I adopted Lucille when she was one year old from a high kill shelter in Kansas. When I volunteered to run the dogs at the shelter, she never showed aggression. After I adopted her, she totally changed. 

Lucille's aggression started presenting itself after I adopted her. She would lunge at bicycles, trucks, cars, semis, etc. She spins circles, snarls, barks, and lunges. I used to run her all of the time and this would never change. Unfortunately, her aggression issues have been worsening. We have worked with two separate trainers who were focused on her behavior. Both were fearful that she would not ever be able to be near other dogs.

Her aggression then progressed on to lunging towards runners. I can hardly control her when there are other dogs in the vicinity. This evening she nearly attacked a couple and their dog while they were out walking. 

I work with her 5-7 times a day in about 10 minute increments when we go outside so that she can go to the bathroom. The trainers suggested trying to get her used to situations in which she was near distractions and utilize high value treats. They suggested that we go to a parking lot, such as wal-mart, walk to the edge of the parking lot, farthest away and give her high value treats for ignoring the commotion. If she did well in that area, they suggested we move a bit closer the next day. We have done this for quite some time and we have never gotten anywhere near the door. In fact, we never progressed towards the door at all. The trainer, here in Florida, wasn't even able to get within 6 feet of her at our sessions before she started this behavior. 

She sits before meals. She walks on a 6' lead with a choke collar. Generally she stays right next to my right side. 

She is 3 years old now and the place that we are being sent has a zero tolerance policy on aggressive behavior. Our move is set for mid-June. I realize that this isn't enough time to correct her issues, but why are they worsening? Why isn't the training working. I need help so that I can help HER. Thank you in advance.


----------



## MustLoveGSDs (Oct 31, 2008)

Where are you located?


----------



## Martini1217 (May 9, 2014)

Eglin AFB, FL. We are being relocated to Joint Base Lewis-McChord in Washington next month, though.


----------



## selzer (May 7, 2005)

I can only suggest losing the choke chain, it isn't working. Have a trainer fit a prong collar on your girl. And get a basket muzzle. 

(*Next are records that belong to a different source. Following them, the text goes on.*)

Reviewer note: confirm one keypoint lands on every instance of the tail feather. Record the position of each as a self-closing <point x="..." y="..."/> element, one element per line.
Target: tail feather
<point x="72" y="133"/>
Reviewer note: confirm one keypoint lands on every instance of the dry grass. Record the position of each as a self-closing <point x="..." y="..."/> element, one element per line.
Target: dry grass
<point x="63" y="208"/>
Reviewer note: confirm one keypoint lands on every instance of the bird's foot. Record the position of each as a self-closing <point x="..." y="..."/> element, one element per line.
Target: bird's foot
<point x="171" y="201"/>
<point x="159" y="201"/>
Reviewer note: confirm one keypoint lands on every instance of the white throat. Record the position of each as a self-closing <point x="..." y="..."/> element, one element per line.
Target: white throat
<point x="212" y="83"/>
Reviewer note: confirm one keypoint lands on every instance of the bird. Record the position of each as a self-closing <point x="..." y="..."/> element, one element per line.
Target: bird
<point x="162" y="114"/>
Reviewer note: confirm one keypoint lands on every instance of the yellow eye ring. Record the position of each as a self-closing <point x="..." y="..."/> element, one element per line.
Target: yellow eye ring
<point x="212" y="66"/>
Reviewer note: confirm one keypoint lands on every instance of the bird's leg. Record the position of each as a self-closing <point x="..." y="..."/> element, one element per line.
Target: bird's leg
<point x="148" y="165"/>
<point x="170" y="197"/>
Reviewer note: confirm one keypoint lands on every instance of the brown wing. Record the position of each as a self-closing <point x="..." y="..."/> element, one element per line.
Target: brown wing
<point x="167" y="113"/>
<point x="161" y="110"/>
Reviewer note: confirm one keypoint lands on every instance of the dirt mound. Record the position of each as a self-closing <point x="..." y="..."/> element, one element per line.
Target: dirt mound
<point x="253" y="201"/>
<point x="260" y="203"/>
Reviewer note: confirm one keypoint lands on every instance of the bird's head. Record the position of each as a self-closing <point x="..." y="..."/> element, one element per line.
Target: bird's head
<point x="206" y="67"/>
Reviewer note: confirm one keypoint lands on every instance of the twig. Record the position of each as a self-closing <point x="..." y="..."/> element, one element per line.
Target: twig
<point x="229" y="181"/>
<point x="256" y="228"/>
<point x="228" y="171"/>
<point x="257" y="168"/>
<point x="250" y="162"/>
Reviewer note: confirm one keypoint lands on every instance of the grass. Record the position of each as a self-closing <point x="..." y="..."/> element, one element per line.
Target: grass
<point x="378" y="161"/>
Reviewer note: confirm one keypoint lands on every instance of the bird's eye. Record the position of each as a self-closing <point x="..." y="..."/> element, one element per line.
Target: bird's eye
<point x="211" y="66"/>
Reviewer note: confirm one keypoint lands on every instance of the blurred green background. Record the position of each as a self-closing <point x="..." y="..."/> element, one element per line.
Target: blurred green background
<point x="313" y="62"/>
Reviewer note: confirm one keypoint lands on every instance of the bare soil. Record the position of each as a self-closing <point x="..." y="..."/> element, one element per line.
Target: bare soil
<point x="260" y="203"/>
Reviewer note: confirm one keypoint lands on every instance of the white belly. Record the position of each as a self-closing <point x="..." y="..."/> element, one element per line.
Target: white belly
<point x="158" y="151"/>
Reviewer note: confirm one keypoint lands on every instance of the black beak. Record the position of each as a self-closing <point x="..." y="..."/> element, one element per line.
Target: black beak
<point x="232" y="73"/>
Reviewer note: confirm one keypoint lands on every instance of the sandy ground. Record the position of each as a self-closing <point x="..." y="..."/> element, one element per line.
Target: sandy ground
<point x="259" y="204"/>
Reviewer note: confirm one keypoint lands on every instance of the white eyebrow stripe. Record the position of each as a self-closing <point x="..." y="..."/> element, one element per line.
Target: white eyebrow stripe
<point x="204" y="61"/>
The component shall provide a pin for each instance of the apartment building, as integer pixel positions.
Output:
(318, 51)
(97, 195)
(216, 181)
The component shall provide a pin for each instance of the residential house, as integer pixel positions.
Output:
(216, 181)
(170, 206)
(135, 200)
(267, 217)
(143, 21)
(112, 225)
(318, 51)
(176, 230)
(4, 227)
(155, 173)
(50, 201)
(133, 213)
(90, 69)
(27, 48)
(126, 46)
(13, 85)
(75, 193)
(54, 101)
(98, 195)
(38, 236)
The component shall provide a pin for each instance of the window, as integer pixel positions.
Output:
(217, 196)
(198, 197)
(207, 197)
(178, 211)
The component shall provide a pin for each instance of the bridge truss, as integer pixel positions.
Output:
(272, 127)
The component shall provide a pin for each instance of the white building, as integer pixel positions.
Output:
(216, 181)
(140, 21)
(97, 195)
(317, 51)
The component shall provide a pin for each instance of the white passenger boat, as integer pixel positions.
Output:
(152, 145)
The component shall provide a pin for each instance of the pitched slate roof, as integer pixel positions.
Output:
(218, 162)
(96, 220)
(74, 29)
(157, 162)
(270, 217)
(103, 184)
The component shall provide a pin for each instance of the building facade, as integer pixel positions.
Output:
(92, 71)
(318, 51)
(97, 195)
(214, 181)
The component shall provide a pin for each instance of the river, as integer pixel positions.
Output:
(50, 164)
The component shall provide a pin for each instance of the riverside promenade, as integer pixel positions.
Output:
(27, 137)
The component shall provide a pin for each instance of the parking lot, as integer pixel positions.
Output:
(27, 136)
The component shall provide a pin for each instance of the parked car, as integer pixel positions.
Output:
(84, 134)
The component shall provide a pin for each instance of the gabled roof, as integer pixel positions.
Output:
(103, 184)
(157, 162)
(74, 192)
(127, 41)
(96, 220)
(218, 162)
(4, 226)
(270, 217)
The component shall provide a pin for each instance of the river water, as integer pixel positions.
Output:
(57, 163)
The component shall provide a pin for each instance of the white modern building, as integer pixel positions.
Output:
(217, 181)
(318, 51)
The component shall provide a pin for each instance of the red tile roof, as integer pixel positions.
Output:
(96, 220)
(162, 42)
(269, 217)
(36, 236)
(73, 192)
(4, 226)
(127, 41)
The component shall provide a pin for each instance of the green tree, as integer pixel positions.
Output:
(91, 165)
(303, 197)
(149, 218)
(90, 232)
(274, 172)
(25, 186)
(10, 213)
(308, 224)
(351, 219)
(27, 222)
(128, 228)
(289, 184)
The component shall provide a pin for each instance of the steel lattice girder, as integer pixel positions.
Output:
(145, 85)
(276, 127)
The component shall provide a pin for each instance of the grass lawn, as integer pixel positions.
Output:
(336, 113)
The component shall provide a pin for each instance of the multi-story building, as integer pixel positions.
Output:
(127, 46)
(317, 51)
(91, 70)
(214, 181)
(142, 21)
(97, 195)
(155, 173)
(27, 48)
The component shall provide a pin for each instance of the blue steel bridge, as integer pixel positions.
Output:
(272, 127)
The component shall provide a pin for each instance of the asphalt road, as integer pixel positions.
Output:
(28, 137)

The first step is management. You have to protect everyone else so that your dog remains safe. So 100% on lead, basket muzzle and prong collar to keep your dog from dragging you into what she is fearing or aggressing towards. 

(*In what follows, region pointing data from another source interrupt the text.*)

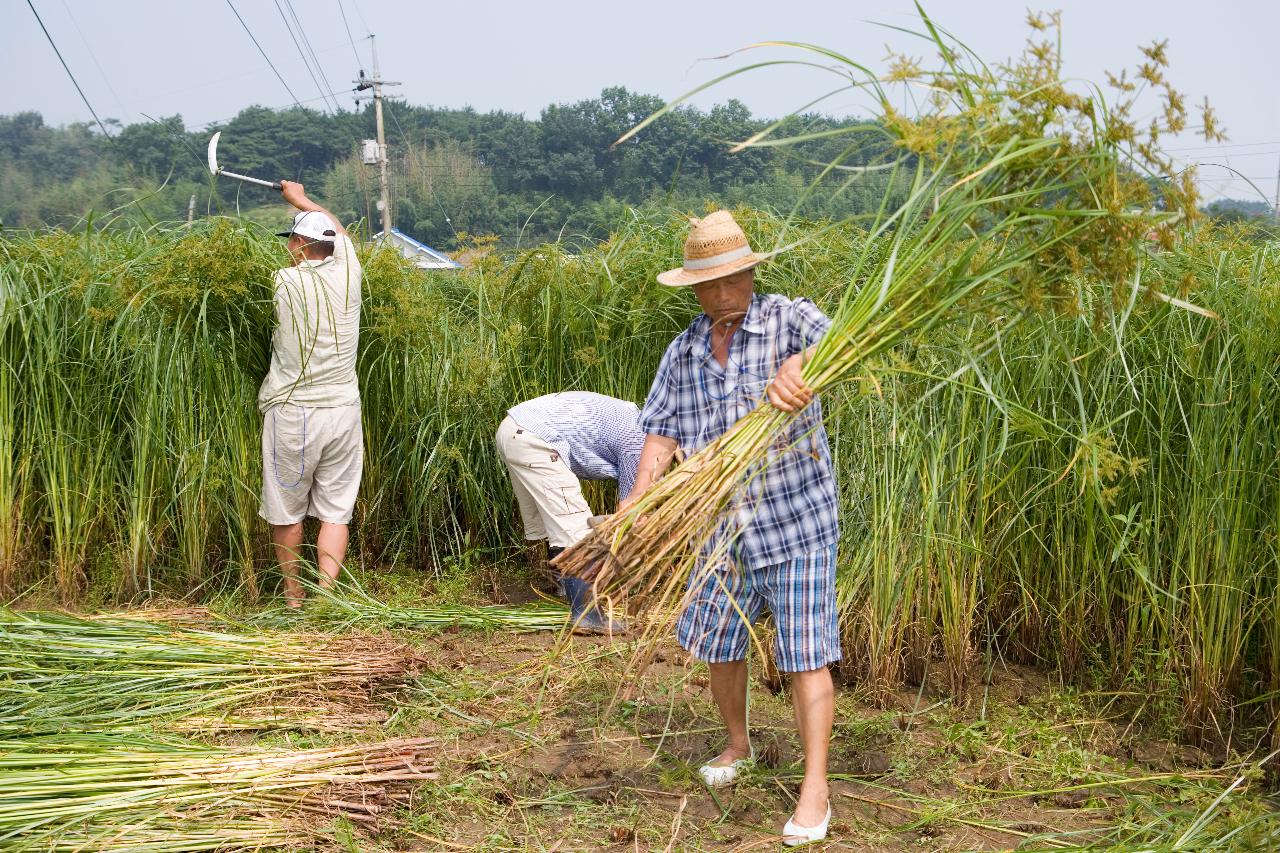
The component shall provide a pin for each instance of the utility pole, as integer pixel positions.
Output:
(1275, 205)
(376, 83)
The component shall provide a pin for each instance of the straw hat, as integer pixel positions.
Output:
(716, 247)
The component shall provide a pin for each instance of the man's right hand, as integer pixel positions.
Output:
(296, 195)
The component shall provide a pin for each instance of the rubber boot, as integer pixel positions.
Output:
(585, 615)
(557, 578)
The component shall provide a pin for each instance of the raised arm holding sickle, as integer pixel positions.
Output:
(312, 441)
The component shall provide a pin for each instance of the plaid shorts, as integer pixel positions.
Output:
(800, 593)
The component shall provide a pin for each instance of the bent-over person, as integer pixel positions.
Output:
(552, 442)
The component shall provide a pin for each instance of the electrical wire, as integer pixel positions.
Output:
(306, 42)
(301, 53)
(94, 56)
(92, 112)
(355, 53)
(264, 55)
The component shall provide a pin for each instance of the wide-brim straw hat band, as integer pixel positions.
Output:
(716, 247)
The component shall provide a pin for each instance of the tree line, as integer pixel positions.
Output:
(453, 172)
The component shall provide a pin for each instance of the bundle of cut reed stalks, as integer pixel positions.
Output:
(350, 606)
(1016, 191)
(113, 792)
(64, 673)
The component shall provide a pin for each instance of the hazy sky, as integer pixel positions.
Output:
(195, 59)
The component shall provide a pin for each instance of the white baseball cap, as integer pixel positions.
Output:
(311, 224)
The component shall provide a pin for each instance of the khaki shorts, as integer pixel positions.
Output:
(551, 497)
(311, 463)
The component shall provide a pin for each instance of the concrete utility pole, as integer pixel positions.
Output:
(376, 83)
(1275, 205)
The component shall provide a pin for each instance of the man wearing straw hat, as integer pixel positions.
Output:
(777, 544)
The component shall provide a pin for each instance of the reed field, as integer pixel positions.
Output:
(1051, 396)
(1095, 492)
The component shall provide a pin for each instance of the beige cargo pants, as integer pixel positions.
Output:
(549, 495)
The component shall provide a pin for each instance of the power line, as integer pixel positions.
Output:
(306, 42)
(264, 55)
(92, 112)
(1225, 145)
(355, 53)
(310, 100)
(94, 56)
(311, 73)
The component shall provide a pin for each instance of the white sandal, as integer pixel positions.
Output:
(723, 776)
(795, 835)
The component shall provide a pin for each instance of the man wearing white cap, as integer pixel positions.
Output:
(780, 536)
(312, 443)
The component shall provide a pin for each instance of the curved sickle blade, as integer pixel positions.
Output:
(213, 153)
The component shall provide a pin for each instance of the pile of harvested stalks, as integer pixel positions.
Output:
(64, 673)
(106, 792)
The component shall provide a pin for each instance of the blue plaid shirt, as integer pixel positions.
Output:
(790, 509)
(598, 436)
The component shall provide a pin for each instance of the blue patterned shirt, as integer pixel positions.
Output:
(787, 509)
(598, 436)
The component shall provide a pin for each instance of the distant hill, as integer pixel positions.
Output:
(455, 172)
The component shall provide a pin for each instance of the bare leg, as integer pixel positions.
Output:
(287, 539)
(332, 550)
(728, 687)
(814, 701)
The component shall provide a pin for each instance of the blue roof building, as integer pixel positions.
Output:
(423, 255)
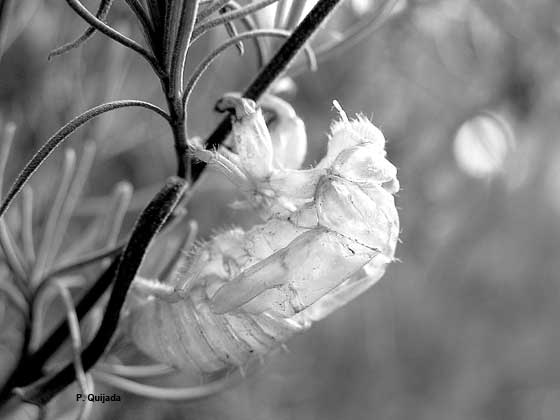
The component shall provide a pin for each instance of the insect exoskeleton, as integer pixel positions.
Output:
(328, 234)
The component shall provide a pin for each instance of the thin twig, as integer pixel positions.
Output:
(102, 12)
(61, 135)
(357, 33)
(180, 48)
(272, 70)
(226, 17)
(84, 382)
(87, 259)
(205, 63)
(66, 176)
(148, 225)
(27, 225)
(101, 26)
(210, 9)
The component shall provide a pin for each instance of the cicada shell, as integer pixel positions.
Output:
(243, 293)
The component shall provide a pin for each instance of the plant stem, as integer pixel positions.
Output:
(148, 225)
(272, 70)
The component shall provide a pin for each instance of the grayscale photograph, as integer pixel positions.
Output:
(279, 209)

In my opinion, training is a big part of the picture, but management is first. Leadership is also a big component, and exercise. The treats and desensitizing your dog to what it fears or aggresses toward is important, but first the dog has to trust you. It has to accept and understand you. 

Just because a dog is ok with us, does not mean they believe we will protect them. And it doesn't mean that they understand our communication. A good place to start is NILIF -- Nothing In Life Is Free -- lots of stuff on the net about it. When you enforce proper leadership, your dog should become more comfortable with you in all situations. 

Management before you take your dog out again. Leadership is a process that you must learn with your dog. It will take some time to read through everything and implement with everyone in your household. While you are working on the improved leadership, continue to train the dog. Stay away from distractions for now. Try to build a bond through training. Lots of praise and treats should help, but clear negative markers are also important. Your dog needs to understand that there are consequences for correct and incorrect behavior. 

Of course you will want to exercise your dog several times a day. And if possible in a fenced yard, where you can let your dog run and chase a ball, and work on basic training routines with and without leads. Exercise body and mind, a tired dog is a good dog.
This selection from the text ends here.